November 2025 In Review
Valuation concerns on AI-related stocks drove investors to defensive sectors
Global equities experienced elevated volatility in November 2025 as investors reassessed valuations, especially in technology and AI‑linked sectors, against a backdrop of shifting macroeconomic expectations. Defensive sectors generally outperformed, while high‑growth names faced pressure.
Softer economic data from the US, and Japan bond market worries
US fixed income delivered modest positive returns in November as yields drifted lower. Softer US economic data resulted in a decline in expected inflation, pushing US yields lower. In contrast to the US, Japanese bond yields rose to their highest levels since 2008. The Bank of Japan is considering increasing interest rates, as inflation has been above the BOJ’s 2% target for 43 straight months, and hence the risk of bond yields spiking further looms large.
Silver playing catch-up to gold
In commodity markets, oil prices declined by 4%, ending the month below $60 per barrel. Natural gas prices jumped 17% to reach a 3-year high as the US recorded a record-high LNG exports, particularly to Europe, which created tighter domestic supply and fueled demand as cold weather approaches. Gold gained another 5%, closing above $4000 per ounce, setting a new all time high. Silver continues to play catch-up to gold, and gained 10% during the month.
South African Bonds shines along side gold mining companies
South Africa’s November market story was shaped by two bright spots: bonds and gold. As the SARB trimmed interest rates, bond yields eased and prices climbed, giving investors a rare mix of strong income and capital uplift. At the same time, rising gold and platinum prices breathed new life into the country’s miners, sending their shares sharply higher. Together, the bond rally and the sparkle from precious-metal stocks set the tone for a month where confidence quietly but noticeably began to build.
Markets Navigate a Cloudy Macro Landscape
November brought a softer tone to the global economy as conflicting data made it harder to judge the true strength of growth. Even the end of the 43-day U.S. government shutdown offered little clarity, with uncertainty around the labour market and the Federal Reserve’s next move weighing on sentiment. U.S. indicators told a mixed story – unemployment and jobless claims rose, consumer confidence slipped, yet payrolls beat expectations – leaving markets unsure of the direction of travel.
Inflation trends also diverged, easing in the UK but rising in Japan. Bond markets echoed this uncertainty: U.S. Treasuries rallied on hopes of a December rate cut, while Japanese and European government bonds lagged amid concerns about inflation and higher borrowing.
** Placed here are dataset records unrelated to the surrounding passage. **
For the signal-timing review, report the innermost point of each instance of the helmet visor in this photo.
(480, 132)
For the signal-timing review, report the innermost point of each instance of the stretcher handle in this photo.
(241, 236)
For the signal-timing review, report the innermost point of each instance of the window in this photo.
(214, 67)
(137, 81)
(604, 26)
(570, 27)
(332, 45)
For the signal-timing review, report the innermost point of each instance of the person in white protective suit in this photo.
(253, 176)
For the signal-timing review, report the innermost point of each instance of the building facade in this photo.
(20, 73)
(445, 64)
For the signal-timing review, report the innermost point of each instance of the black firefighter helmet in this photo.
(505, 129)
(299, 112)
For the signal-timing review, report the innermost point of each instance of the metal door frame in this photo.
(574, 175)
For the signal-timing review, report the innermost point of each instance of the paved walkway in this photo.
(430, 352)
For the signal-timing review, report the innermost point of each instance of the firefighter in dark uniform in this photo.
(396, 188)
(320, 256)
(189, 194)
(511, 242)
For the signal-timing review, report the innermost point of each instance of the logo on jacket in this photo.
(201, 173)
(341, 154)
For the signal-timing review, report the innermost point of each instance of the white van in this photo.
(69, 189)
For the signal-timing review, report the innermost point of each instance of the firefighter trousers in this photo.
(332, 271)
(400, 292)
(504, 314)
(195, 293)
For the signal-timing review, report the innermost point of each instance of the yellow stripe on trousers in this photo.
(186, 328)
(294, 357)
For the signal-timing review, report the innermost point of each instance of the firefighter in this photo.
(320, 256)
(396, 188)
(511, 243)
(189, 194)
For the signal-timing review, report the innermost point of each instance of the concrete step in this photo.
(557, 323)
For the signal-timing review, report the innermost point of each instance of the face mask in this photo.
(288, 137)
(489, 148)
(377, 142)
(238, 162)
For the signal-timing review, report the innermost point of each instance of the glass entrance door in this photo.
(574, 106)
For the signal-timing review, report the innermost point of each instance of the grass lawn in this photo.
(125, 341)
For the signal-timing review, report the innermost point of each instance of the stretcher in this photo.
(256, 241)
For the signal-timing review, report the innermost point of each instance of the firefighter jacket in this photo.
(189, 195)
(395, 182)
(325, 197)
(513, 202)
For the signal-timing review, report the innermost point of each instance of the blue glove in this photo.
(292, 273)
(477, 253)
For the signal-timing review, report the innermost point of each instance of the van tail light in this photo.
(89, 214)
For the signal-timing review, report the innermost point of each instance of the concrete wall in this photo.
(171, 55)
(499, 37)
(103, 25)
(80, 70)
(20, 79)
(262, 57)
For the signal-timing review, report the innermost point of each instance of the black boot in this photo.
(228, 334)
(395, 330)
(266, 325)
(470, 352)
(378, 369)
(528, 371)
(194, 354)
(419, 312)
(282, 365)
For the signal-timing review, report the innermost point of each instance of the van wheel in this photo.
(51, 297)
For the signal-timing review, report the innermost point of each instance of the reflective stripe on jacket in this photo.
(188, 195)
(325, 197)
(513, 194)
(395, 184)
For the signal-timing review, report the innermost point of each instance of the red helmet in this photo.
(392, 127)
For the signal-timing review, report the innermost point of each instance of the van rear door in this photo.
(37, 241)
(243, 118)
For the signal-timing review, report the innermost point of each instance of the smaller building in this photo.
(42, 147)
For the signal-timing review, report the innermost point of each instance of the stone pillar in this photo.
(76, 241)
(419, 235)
Overall, the macro picture turned cloudier, reminding investors how quickly policy and growth signals can shift.

Equities Catch Their Breath After a Strong Run
After ten months of strong gains, global equities finally tapped the brakes in November. Developed markets ended the month 0.3% higher despite solid earnings and hopes of a December Fed rate cut.
What really stood out was a sharp change in leadership. Defensive sectors suddenly took the spotlight, while technology and other cyclical areas struggled. Even excellent results from NVIDIA couldn’t silence worries about stretched valuations and overly optimistic expectations around AI. Technology became the worst-performing sector, pulling growth stocks lower and leaving them trailing value by more than 3.5%. Tech-heavy markets like Korea and Taiwan saw the biggest pullbacks, driving emerging markets to underperform developed markets. It was a clear reminder that when valuations get lofty, market leadership can shift quickly. The shift within the AI space was striking, with markets suddenly anointing Alphabet (Google) as the new frontrunner in the race.
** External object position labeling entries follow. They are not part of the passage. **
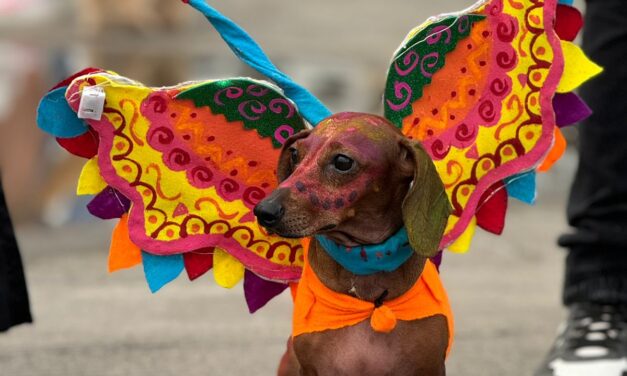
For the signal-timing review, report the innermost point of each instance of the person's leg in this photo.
(14, 306)
(593, 340)
(596, 267)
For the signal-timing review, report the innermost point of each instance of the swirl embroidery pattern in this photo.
(196, 175)
(481, 115)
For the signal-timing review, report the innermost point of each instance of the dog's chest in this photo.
(358, 350)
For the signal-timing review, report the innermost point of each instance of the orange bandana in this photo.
(318, 308)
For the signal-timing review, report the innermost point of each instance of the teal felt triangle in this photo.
(160, 270)
(522, 187)
(55, 116)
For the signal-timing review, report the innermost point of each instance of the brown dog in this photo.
(350, 179)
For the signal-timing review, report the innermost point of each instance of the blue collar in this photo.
(372, 258)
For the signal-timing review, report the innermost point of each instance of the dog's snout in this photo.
(269, 212)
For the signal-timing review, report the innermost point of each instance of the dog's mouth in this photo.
(290, 234)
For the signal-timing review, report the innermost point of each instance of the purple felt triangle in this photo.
(258, 291)
(569, 109)
(109, 204)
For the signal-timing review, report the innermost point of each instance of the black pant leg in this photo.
(596, 266)
(14, 305)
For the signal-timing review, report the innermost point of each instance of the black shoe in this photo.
(592, 342)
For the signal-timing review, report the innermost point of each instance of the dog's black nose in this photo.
(269, 212)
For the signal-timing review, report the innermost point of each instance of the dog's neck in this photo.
(365, 287)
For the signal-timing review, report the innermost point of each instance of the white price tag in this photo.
(92, 103)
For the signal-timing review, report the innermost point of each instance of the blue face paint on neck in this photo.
(369, 259)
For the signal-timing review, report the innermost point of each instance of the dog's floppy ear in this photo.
(426, 206)
(284, 169)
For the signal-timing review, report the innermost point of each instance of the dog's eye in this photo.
(293, 156)
(343, 163)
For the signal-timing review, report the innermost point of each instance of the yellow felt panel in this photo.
(227, 271)
(123, 253)
(462, 244)
(90, 182)
(577, 68)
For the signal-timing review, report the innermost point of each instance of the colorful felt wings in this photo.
(485, 91)
(188, 164)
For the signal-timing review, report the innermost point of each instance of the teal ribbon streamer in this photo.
(247, 50)
(372, 258)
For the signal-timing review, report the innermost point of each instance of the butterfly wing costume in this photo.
(181, 168)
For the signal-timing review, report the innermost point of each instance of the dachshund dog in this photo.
(357, 180)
Fixed Income’s Quiet Surface With Plenty Moving Underneath
Global bonds were broadly flat, returning about 0.2%, reflecting an environment in which supportive and negative forces balanced one another out. Weaker U.S. labour and consumer confidence data helped anchor yields, while concerns about higher future supply nudged them higher. U.S. Treasuries ended up being the standout performer, rising 0.6% as yields drifted lower.
Elsewhere, the picture was less comforting. Japanese government bonds fell 1.3% amid rising doubts over the sustainability of Japan’s ultra-accommodative policy mix and growing inflation concerns. UK gilts were essentially flat, held back by pre-Budget uncertainty despite later relief from reduced supply expectations. German Bunds also lagged as borrowing needs exceeded projections. Inflation-linked bonds offered only mild gains as global inflation dynamics and duration risks offset one another.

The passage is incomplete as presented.